The Archbishop of Canter-bury, Justin Welby, who preached at the service – which was presided over by Cardinal Vincent Nichols – said that the sea change in ecumenical relations that has taken place over the past century would have left Newman “speechless with astonishment”.
For a modern Archbishop of Canterbury to preach about Newman – the former leader of the Oxford Movement whose conversion was among the most high profile of modern times – was, he admitted, a cause for apprehension.
“Some might argue that it is like the owner of Liverpool asking the Everton manager to welcome to the Reds one of the greatest players Everton had produced, and who had left the Blues against their will,” he said. Referring to Liverpool-born Cardinal Nichols, he continued: “I know that His Eminence would deny the possibility of greatness and Everton being in the same sentence but exercise the imagination.

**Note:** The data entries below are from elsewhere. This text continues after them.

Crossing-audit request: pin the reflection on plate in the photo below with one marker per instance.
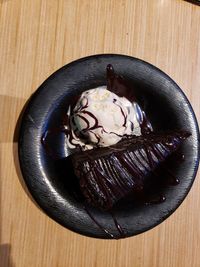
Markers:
(52, 182)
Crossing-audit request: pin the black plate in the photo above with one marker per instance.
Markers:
(51, 186)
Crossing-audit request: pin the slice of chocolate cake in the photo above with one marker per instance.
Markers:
(107, 175)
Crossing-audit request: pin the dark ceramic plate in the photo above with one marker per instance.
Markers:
(52, 183)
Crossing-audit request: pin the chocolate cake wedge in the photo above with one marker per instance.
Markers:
(107, 175)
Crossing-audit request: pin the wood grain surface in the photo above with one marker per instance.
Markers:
(38, 37)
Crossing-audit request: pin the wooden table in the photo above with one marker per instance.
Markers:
(38, 37)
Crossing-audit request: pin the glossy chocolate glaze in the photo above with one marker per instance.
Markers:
(105, 181)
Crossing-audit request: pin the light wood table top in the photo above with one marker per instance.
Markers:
(38, 37)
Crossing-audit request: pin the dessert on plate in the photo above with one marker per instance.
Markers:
(114, 147)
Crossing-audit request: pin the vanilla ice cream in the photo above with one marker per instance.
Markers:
(100, 118)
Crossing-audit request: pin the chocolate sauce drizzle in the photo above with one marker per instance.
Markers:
(138, 162)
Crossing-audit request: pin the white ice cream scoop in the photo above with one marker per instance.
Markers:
(101, 118)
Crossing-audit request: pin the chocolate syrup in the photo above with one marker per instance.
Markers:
(118, 85)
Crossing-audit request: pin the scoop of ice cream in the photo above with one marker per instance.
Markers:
(101, 118)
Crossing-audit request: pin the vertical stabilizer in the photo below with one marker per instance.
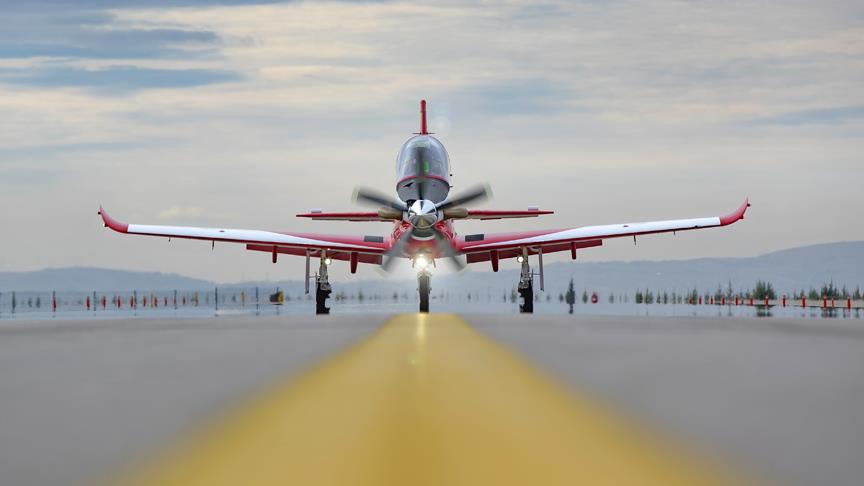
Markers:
(423, 130)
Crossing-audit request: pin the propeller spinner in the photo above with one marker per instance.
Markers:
(422, 214)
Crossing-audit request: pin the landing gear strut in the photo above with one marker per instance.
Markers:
(322, 288)
(424, 279)
(526, 286)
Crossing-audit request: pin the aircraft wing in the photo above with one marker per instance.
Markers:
(352, 216)
(368, 249)
(483, 247)
(495, 214)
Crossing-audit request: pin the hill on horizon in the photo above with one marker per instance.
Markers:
(788, 270)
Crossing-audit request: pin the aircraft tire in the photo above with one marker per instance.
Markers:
(423, 288)
(527, 294)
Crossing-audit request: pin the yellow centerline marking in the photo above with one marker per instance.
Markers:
(425, 400)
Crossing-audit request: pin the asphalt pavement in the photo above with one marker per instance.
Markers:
(771, 398)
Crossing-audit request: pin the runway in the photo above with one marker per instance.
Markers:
(433, 399)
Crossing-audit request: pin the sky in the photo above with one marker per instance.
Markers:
(241, 114)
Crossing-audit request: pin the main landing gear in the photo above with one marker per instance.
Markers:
(322, 287)
(526, 281)
(424, 279)
(526, 287)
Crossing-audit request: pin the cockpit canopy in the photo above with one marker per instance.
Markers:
(423, 156)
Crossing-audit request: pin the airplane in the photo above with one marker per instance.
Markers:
(422, 215)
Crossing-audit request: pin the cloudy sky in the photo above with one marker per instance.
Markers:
(243, 113)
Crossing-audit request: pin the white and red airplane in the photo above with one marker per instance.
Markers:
(423, 231)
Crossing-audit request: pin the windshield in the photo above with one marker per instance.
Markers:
(423, 156)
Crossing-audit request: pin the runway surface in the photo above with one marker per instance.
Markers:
(432, 400)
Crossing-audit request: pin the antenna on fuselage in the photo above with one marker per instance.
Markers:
(423, 130)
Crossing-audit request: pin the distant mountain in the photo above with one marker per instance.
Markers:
(100, 279)
(787, 270)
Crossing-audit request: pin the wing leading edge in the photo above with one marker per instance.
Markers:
(277, 242)
(506, 245)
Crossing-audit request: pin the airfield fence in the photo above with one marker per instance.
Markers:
(263, 300)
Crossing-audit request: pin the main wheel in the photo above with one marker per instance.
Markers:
(423, 288)
(321, 296)
(527, 294)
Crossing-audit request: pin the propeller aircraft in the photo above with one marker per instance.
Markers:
(423, 213)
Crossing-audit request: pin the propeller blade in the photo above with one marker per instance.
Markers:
(473, 194)
(446, 249)
(396, 250)
(363, 195)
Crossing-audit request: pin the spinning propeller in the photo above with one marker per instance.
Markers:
(422, 214)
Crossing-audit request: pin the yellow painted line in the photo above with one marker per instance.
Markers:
(426, 400)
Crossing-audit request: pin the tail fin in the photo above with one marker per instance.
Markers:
(423, 130)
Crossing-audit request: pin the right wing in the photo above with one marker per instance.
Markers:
(352, 216)
(368, 248)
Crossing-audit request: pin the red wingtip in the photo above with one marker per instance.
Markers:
(735, 216)
(113, 223)
(423, 130)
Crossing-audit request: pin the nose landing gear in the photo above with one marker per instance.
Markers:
(424, 279)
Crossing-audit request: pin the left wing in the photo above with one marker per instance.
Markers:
(366, 249)
(483, 247)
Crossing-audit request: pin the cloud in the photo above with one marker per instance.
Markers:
(604, 111)
(75, 33)
(818, 116)
(115, 79)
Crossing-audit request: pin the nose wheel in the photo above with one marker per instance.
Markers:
(424, 279)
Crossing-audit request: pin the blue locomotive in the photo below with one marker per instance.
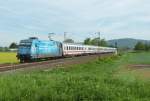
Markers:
(33, 48)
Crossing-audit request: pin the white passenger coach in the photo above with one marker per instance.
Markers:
(78, 49)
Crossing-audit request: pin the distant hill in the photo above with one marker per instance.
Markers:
(126, 42)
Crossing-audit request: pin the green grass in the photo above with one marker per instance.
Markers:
(8, 57)
(99, 80)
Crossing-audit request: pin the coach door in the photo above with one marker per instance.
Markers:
(60, 49)
(37, 50)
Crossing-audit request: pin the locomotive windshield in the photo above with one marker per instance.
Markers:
(23, 43)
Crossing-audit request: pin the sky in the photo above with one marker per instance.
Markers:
(20, 19)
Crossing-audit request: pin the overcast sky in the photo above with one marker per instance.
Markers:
(21, 19)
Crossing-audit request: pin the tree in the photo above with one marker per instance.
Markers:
(68, 41)
(13, 45)
(87, 41)
(139, 46)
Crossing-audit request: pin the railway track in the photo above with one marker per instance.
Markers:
(49, 64)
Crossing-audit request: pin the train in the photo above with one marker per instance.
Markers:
(34, 49)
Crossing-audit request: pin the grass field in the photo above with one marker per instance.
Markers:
(108, 79)
(8, 57)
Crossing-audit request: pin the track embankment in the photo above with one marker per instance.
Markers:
(50, 63)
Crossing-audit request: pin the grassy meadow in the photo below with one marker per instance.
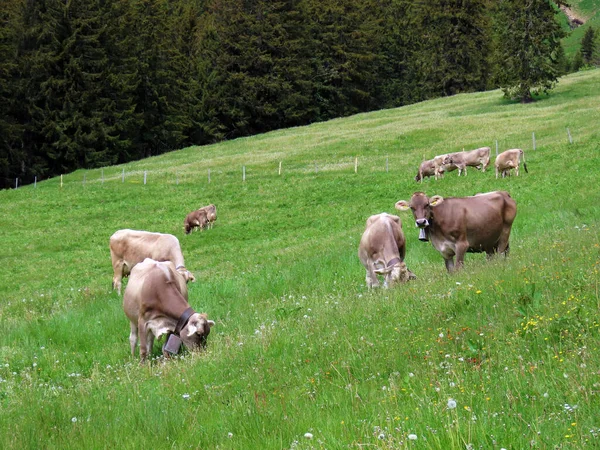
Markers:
(504, 354)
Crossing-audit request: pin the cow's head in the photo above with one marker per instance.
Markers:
(421, 207)
(186, 274)
(195, 332)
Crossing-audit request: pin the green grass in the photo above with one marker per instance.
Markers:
(300, 345)
(588, 10)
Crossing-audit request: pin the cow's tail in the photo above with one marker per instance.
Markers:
(524, 164)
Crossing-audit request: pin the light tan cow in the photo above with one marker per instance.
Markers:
(439, 167)
(156, 303)
(426, 169)
(479, 158)
(508, 160)
(382, 250)
(129, 247)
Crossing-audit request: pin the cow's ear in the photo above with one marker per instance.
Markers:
(436, 200)
(402, 205)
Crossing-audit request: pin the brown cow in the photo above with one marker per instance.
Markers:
(382, 250)
(129, 247)
(156, 303)
(479, 158)
(457, 225)
(440, 167)
(211, 214)
(194, 220)
(426, 169)
(201, 218)
(508, 160)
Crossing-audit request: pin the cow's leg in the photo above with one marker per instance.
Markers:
(118, 275)
(149, 342)
(371, 278)
(143, 335)
(460, 250)
(133, 337)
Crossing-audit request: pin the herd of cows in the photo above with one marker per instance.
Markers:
(455, 226)
(156, 297)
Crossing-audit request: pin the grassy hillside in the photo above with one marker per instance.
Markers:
(300, 345)
(587, 10)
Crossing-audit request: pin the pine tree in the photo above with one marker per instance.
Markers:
(527, 47)
(454, 46)
(588, 45)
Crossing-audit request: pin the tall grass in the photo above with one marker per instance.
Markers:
(300, 345)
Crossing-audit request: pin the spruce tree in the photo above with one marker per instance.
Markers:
(588, 45)
(527, 47)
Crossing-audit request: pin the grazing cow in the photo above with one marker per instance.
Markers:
(129, 247)
(211, 214)
(426, 169)
(479, 158)
(201, 218)
(382, 249)
(508, 160)
(457, 225)
(156, 303)
(439, 167)
(194, 220)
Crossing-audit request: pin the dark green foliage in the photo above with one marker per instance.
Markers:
(454, 46)
(528, 42)
(588, 45)
(91, 83)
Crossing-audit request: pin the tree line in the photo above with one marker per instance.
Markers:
(90, 83)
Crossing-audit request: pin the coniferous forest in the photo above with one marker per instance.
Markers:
(90, 83)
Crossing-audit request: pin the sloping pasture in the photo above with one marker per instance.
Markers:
(503, 354)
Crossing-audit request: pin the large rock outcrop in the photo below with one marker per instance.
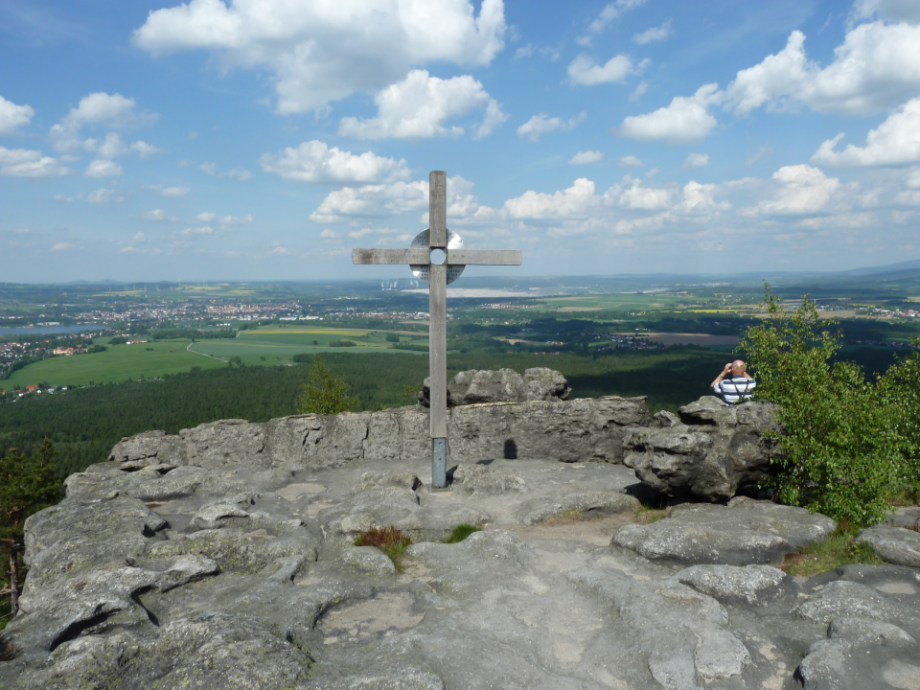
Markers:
(570, 431)
(711, 451)
(504, 385)
(158, 574)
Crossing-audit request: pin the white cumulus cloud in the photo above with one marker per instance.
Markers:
(696, 160)
(684, 120)
(159, 215)
(584, 71)
(103, 168)
(630, 162)
(105, 196)
(143, 148)
(541, 124)
(321, 52)
(112, 110)
(889, 10)
(876, 67)
(586, 157)
(419, 105)
(802, 189)
(895, 142)
(174, 191)
(574, 201)
(317, 163)
(371, 200)
(28, 163)
(607, 15)
(393, 199)
(239, 175)
(13, 116)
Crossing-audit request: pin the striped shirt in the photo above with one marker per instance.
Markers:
(735, 389)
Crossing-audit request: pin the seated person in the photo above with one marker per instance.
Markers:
(734, 384)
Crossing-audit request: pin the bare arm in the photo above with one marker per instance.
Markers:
(725, 372)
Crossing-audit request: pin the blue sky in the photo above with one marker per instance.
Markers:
(263, 139)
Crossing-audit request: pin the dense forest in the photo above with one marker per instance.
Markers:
(85, 423)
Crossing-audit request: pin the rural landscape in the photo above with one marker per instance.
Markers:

“Or more savagely, it might be asking a party leader to welcome one of his own who had crossed the floor in the worst of circumstances. That is how our churches are often seen, at best rivals, possibly mutual opponents, and even in some cases enemy forces in a five-century war. It is this way of thinking that leads the political turmoil of the present time to be compared to the Reformation.”
But, he said, this analogy was wrong: “For we are not enemies, nor are we opponents, nor even rivals… We are more like a family that had a very bitter dispute, a divorce in the past, and has acquired the habits and occasionally bad manners of separation. For all that we are still family, called together by grace, caught up in the love of God.”